You can only lead where you have been, you can only inspire others if you have been an inspiration to yourself. Catastrophe in leadership begins when one assumes a leadership role that is not in harmony with who one is. The next generation of leaders especially in Africa, should begin to take themselves seriously and cultivate a leadership ethos at a personal level first. How can you lead others in a particular direction when you yourself have no sense of direction in your own life?
How can you align people to the vision of the organization or nation when you have no personal vision? How can you inspire those below you to overcome when you have not overcome anything and you keep nursing your own struggles? How can you instill discipline in the organization or nation when you cannot abide by the set of principles governing that organization or nation at a personal level? How can you expect others to observe and keep the law when you are the number one law breaker? How can you appreciate those you lead when you undermine your own abilities? How can you care for those you lead when you are always involved in habits that damage the essence of your being?
It is a misnomer to lead others without unrelenting commitment to self-leadership. It means nothing to be celebrated by the masses (as they can only see the façade), yet be condemned by your own conscious. The ongoing test of every leader in the public eye is that of becoming an “actor or actress”. This is when one leads to play a role that is actually not integral to his/her personal life. This is a huge deception in many organizations today, including religious organizations. It’s simple really, as a leader never preach what you don’t personally practice and don’t ask people to go the distance you are not willing to go yourself or have not already covered.
A leadership position should never be used as a cover up for one’s frailties. When this happens, leaders begin to use their positions to weaken and lower the standards or value systems of an organization or nation merely to ensure their self-preservation. These individuals are threatened by anything or anybody that may expose who they really are. These leaders are chief manipulators, intimidators and very divisive in their undertakings and want to impose their control over those they lead. As this is the only alternative, they have to hide how they have failed at leading themselves.
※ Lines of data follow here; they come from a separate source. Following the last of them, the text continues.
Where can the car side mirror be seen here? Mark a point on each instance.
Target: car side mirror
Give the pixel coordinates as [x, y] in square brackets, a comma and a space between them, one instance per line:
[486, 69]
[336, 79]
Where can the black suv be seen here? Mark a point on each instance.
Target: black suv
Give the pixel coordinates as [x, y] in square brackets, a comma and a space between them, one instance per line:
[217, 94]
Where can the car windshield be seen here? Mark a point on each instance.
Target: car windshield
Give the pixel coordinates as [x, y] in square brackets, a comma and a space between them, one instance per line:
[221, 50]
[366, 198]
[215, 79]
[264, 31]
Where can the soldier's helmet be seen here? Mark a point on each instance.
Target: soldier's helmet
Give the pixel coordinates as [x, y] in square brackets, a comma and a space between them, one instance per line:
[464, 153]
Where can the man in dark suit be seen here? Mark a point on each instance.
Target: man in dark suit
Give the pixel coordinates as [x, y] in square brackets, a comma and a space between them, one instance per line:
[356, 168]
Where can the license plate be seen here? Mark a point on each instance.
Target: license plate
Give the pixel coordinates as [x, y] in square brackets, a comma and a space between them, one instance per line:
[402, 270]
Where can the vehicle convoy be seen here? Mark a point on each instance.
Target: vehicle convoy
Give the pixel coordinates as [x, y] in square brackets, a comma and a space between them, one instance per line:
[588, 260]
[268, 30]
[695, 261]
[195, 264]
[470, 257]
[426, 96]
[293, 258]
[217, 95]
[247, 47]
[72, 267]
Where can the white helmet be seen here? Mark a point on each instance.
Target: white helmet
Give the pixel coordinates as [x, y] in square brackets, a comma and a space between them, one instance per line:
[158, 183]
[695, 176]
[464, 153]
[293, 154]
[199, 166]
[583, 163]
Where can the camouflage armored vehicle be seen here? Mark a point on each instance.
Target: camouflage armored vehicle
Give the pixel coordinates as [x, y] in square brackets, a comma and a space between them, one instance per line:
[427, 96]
Sadly, most Africans have come to believe that this is how a leader ought be.
Africa is like a woman who has been consistently abused by men most of her life and has thus lost hope, as to whether there are any good men out there. The common African doesn’t know what good leadership is, let alone a good leader. This is why it is difficult to hold those in leadership accountable, instead we seem to be drawn and support those types of leaders who have failed dismally as far as personal leadership is concerned. Our ability to elect the kind of leaders that we truly need in order for us to move forward, has also been affected due to the leadership drought and abuse we have suffered in our continent.
In order to rectify this, it starts today with you, by committing that you will be a good leader to yourself first and that this will be your first duty to humanity.